Despite Friday's choppy market, some retail investors said the
market's long-term prospect was good.
"I'm not worried," said Elizabeth Chow, a university librarian.
"It's a correction. Even if it is not and the bear really comes, I
can wait for the next upswing."
"The market is apparently panicky and oversold," Chow said. "I
look for a brief rebound," she said.
Stressing that she makes long-term investments, the 35-year-old
saw her stock value drop HK$40,000 till Friday. She started to
invest in Hong Kong shares five years ago, when local market
greeted a bull run.
Chow has no idea about when she could sell her stocks as they
are still below the buying prices.
Instead, she thinks of buying more battered shares,
mainland-based banks being her favorites, if the market continues
to plunge.
"I plan to buy HK$100,000 more shares at a proper time," she
said.
Having suffered the stock woes in 1997 and high-tech bubble
burst in 2001, Mark Chan said people would not be as panicky as
they used to be.
"Most of individual investors now don't buy stocks with borrowed
money," he said.
Patrick Leung, who had bought some penny shares a few months
ago, said he thought the market was to complete the current
correction.
"It won't always drop," he said. "It's not a bear market, as the
economic fundamentals are good. Not like what we experienced in
1997."
Leung's stocks slid below his buying prices, but he won't sell
them at any time soon.
"I would like to wait for them to bounce back," he added.

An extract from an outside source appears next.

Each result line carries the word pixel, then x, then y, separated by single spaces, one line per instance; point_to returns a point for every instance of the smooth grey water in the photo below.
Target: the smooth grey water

However, some investors have cleared their holding, saying the
market will continue to slide in the coming days.
Derek Chan had lost more than HK$10,000 in the stock market in
recent days. He was particularly sad as he bought the share at a
high price.
"The situation is crazy and bleeding," he added, blaming the
stock market plunge to the rating firms and analysts' errors, which
affected global sentiment.
Another investor, Rebecca Cheung, said she had sold her stock on
Friday morning. Cheung made her decision after reading analysts'
report.
"I did not suffer much. I lost only less than HK$10,000," she
added.
Finance chief urges investors to be rational
Two senior officials said the economic fundamental in Hong Kong
is good and there is no systematic risk despite sharp tumbling of
stocks recently.
Financial Secretary John Tsang said the economy is on a sound
track and urged investors to be rational in a choppy market. He
also said there was no structural risk in Hong Kong.
However, "the stock market will remain volatile (in the coming
week)," he added.
Joseph Yam, chief of Hong Kong Monetary Authority, said Hong
Kong's financial system is stable and resilient.
"We had conducted tests and found the (financial) system is
risk-resistible," he said.
He also pointed out that local banks were little exposed to
subprime mortgage.
He earlier said the HKMA didn't see urgent need to inject
liquidity into the banking system. Central banks across the world
had done so to boost capital need of their markets.